Numerous people with this disease start experiencing lack of sleep, which usually progresses after age of sixty. Most of the studies have connected a genetic material to Alzheimer’s. This gene has a number of outward appearances. “APOE ε4 is one of the structures; hence it enhances a person’s hazard of getting the disease” (Van & Jolle, 2006). About thirty percent of all patients who build up late-onset Alzheimer’s hold this DNA. However, the APOE ε4 structure of the DNA does not automatically mean that the individual will generate Alzheimer’s disease, and in addition, the people who do not have the APOE ε4 structures have the ability to develop the disease. This problem is usually detectable by identifying patient’s problem in solving abilities, language skills and patient’s memory status. These examinations do not completely diagnose Alzheimer’s, but they treat other diseases that have related signs.
In essence, there is no cure for the disease, but the medicine available today just slows down the high influence of the sickness on the brain. The introduction of the first medication was aimed at protecting the brain hence was offered to Alzheimer’s patients as an anti-nervousness medication to simplify some of their signs. The disease is a composite disease, and no solitary “magical cartridge” is probable to put off or treat it. “That’s why present methods of diagnosing center on several diverse facets, including serving people to uphold cerebral function; organization behavioral signs; and lowering, impediment, or put a stop to the disease” (Hedgecoe 2006)..
People with Alzheimer’s frequently require helpers to offer them care. This help concerns people to help them move around and perform the things that they were at one time capable to do themselves. “The concept of being knowledgeable about the illness is one significant long-term approach” (Perry 2006). Education programs should be offered to educate the society about a range of levels of the disease. In addition, the sensible plans for analyzing the difficulties in the process of giving care and fundamental support to those who live with Alzheimer’s patients should also be offered.
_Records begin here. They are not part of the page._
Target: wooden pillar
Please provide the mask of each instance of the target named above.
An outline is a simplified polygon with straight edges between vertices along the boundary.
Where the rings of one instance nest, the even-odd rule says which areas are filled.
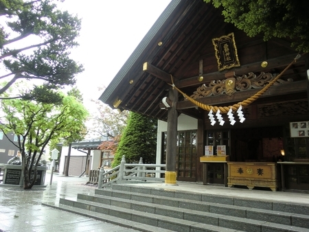
[[[203,183],[204,178],[206,176],[203,173],[203,165],[200,161],[200,157],[204,155],[204,111],[201,113],[203,115],[202,119],[198,119],[198,130],[197,130],[197,156],[196,160],[196,183]]]
[[[308,104],[309,107],[309,58],[306,59],[305,64],[306,68],[307,69],[307,96],[308,96]]]
[[[178,91],[176,89],[170,89],[168,98],[172,101],[172,107],[168,108],[168,132],[166,138],[166,169],[165,185],[176,184],[176,149],[177,142],[177,120],[178,113],[176,104],[178,102]]]

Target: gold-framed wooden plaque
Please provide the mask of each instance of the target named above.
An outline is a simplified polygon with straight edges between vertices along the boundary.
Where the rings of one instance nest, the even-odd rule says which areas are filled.
[[[219,71],[240,66],[233,32],[227,36],[213,38],[212,43],[214,46]]]

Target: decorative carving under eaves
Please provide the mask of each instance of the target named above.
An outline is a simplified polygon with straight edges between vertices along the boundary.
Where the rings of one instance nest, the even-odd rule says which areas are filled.
[[[204,84],[198,87],[190,97],[198,99],[223,93],[231,95],[235,92],[244,91],[252,89],[261,89],[272,81],[276,76],[277,74],[273,75],[270,73],[265,73],[262,72],[259,76],[256,76],[253,73],[250,72],[248,75],[244,74],[242,76],[232,78],[213,80],[208,85]],[[291,78],[289,78],[288,81],[278,79],[274,83],[274,85],[286,84],[293,81]],[[233,83],[233,82],[235,82],[235,83]]]

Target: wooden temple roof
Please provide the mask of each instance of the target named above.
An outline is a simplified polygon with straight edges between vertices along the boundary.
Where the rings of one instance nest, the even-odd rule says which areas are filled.
[[[175,86],[189,96],[203,88],[212,91],[205,96],[204,93],[198,97],[196,94],[203,104],[229,105],[254,95],[263,85],[258,81],[253,84],[251,79],[249,88],[241,83],[233,95],[227,95],[220,89],[220,83],[231,72],[234,72],[236,78],[259,76],[261,73],[275,76],[297,55],[290,47],[291,40],[273,38],[265,42],[262,36],[248,37],[233,25],[225,23],[221,11],[203,0],[172,0],[100,100],[112,108],[166,121],[168,111],[159,105],[168,95],[171,76]],[[219,71],[213,39],[231,33],[240,65]],[[307,97],[308,64],[306,59],[307,55],[293,63],[281,77],[283,84],[277,82],[271,86],[259,100],[271,97],[273,100],[295,95]],[[264,61],[267,66],[263,67]],[[196,106],[182,94],[179,96],[178,112],[201,117]]]

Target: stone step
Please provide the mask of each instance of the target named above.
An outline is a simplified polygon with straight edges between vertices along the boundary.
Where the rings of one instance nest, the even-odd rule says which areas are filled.
[[[193,210],[181,211],[174,207],[164,207],[163,206],[155,208],[154,211],[145,212],[139,211],[137,208],[131,209],[124,207],[108,205],[92,200],[80,199],[78,201],[60,199],[60,206],[62,205],[117,216],[123,219],[176,231],[195,231],[196,230],[205,231],[205,227],[208,228],[208,226],[218,227],[218,231],[222,231],[224,228],[233,231],[250,232],[309,231],[307,229],[298,227],[282,225],[277,223],[241,218],[232,216],[194,211]],[[202,227],[200,224],[207,224],[207,226]],[[193,228],[195,228],[195,230]],[[278,228],[279,228],[279,230]],[[206,230],[206,231],[207,231]]]
[[[167,229],[172,231],[178,232],[196,232],[196,231],[212,231],[212,232],[240,232],[246,231],[236,229],[231,229],[228,227],[222,227],[218,225],[207,224],[206,223],[199,223],[192,222],[191,220],[186,220],[183,219],[179,219],[171,218],[170,216],[154,214],[151,213],[145,213],[133,209],[126,209],[115,207],[113,205],[106,205],[98,202],[92,202],[87,200],[80,200],[75,201],[68,199],[60,199],[59,208],[65,210],[66,208],[69,207],[71,212],[74,211],[76,213],[79,213],[80,210],[88,210],[93,211],[94,216],[108,215],[114,217],[122,218],[126,221],[132,221],[135,223],[142,223],[156,228],[155,231],[163,231],[163,229]],[[98,218],[96,218],[98,219]],[[113,223],[113,222],[111,222]],[[246,223],[246,222],[245,222]],[[133,222],[134,224],[134,222]],[[252,223],[251,223],[252,224]],[[250,231],[260,231],[260,230],[251,229],[254,227],[260,227],[260,224],[257,222],[256,224],[247,224]],[[132,227],[132,224],[130,224]],[[133,227],[130,227],[133,228]],[[134,228],[135,229],[137,229]]]
[[[308,215],[309,202],[307,205],[300,205],[279,201],[260,200],[252,198],[218,196],[207,194],[196,194],[181,191],[170,191],[161,189],[135,186],[130,185],[113,185],[113,190],[126,192],[139,193],[154,196],[167,196],[177,199],[190,199],[198,202],[208,202],[239,207],[273,210],[276,211]],[[95,189],[95,194],[100,194],[105,189]],[[306,202],[304,202],[306,203]]]
[[[309,228],[309,216],[275,211],[266,209],[247,208],[218,203],[196,202],[143,194],[124,192],[118,190],[100,192],[106,195],[78,194],[78,200],[89,200],[108,205],[122,207],[126,209],[145,212],[168,212],[168,215],[185,213],[182,218],[203,222],[217,220],[217,215],[233,216],[241,218],[266,221],[277,224]],[[214,224],[214,223],[212,223]]]
[[[144,224],[144,223],[137,223],[136,222],[133,222],[129,220],[125,220],[123,218],[120,218],[119,217],[112,216],[108,214],[98,213],[93,211],[83,209],[80,208],[77,208],[74,207],[70,207],[65,205],[53,205],[48,203],[42,203],[42,205],[53,207],[55,209],[66,211],[70,213],[82,215],[86,217],[89,217],[91,218],[93,218],[98,220],[100,220],[102,222],[112,223],[114,224],[117,224],[121,227],[133,229],[139,231],[146,231],[146,232],[157,232],[158,227],[151,226],[149,224]],[[160,232],[173,232],[175,231],[172,231],[169,229],[165,229],[163,228],[160,229]]]

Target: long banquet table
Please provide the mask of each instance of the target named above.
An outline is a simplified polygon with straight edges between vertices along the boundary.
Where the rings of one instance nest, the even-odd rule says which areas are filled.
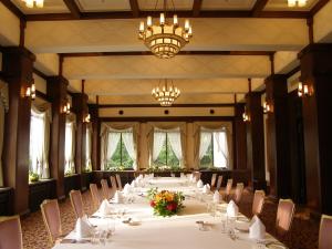
[[[115,219],[115,232],[110,242],[105,245],[87,243],[58,243],[54,249],[256,249],[266,248],[249,238],[248,232],[237,231],[237,239],[231,239],[226,232],[221,232],[221,221],[218,217],[212,217],[207,212],[207,203],[212,197],[199,193],[196,186],[188,185],[181,178],[154,178],[147,187],[138,188],[133,204],[114,204],[114,210],[126,209],[126,217],[139,220],[138,226],[129,226]],[[181,190],[186,196],[183,211],[173,217],[157,217],[153,215],[153,209],[143,193],[151,187],[158,187],[167,190]],[[204,199],[201,198],[204,196]],[[199,198],[198,198],[199,197]],[[221,205],[222,206],[222,205]],[[96,217],[98,212],[94,214]],[[103,229],[107,226],[110,218],[90,218],[91,224]],[[200,231],[196,224],[204,220],[211,224],[208,231]],[[72,231],[66,239],[74,239],[75,232]],[[266,235],[267,241],[277,241],[269,234]],[[272,247],[271,247],[272,248]],[[277,247],[276,247],[277,248]]]

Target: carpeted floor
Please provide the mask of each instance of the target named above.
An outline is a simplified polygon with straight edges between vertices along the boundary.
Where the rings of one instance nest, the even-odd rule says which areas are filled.
[[[83,201],[87,214],[93,212],[90,191],[83,194]],[[240,204],[240,211],[248,217],[251,214],[252,194],[245,190]],[[68,234],[74,228],[75,217],[71,203],[66,199],[60,204],[63,232]],[[267,200],[261,216],[267,231],[274,234],[274,221],[277,204]],[[40,211],[31,214],[21,220],[23,231],[24,249],[49,249],[51,248],[48,234]],[[294,222],[289,238],[279,238],[291,249],[317,249],[318,248],[319,221],[309,218],[305,211],[297,210]]]

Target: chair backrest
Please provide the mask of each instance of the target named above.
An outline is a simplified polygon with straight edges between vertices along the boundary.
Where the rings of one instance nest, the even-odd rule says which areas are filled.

Callone, P. R. (2006). A caregiver’s guide to Alzheimer’s disease: 300 tips for making life easier. New York: Demos Medical Pub.
Fortanasce, V. (2008). The anti-Alzheimer’s prescription: The science-proven plan to start at any age. New York: Gotham Books.
Halpern, S. (2008). Can’t remember what I forgot: The good news from the front lines of memory research. New York: Harmony Books.
Hedgecoe, A. (January 01, 2006). Pharmacogenetics as Alien Science. Social Studies of Science, 36, 5, 723-752
Kuhn, D. (2003). Alzheimer’s early stages: First steps for families, friends, and caregivers. Alameda, CA: Hunter House Publishers.
Lafontaine, C. (January 01, 2009). Regenerative Medicine’s Immortal Body: From the Fight against Ageing to the Extension of Longevity. Body & Society, 15, 4, 53-71.
Rabinovici, G., & Miller, B. (January 01, 2010). Frontotemporal Lobar Degeneration: Epidemiology, Pathophysiology, Diagnosis and Management. Cns Drugs, 24, 5, 375-398.
Perry, G. (2006). Alzheimer’s disease : a century of scientific and clinical research. Journal of Alzheimer’s Disease. Amsterdam: IOS Press.
Petersen, R. C., & Mayo Clinic. (2002). Mayo Clinic on Alzheimer’s disease. Rochester, MN: Mayo Clinic.
Van, . E. W., Van, B. M., Van, B. G., & Jolles, J. (January 01, 2006). The Stroop Color-Word Test. Assessment, 13, 1, 62-79.
Place an order in 3 easy steps. Takes less than 5 mins.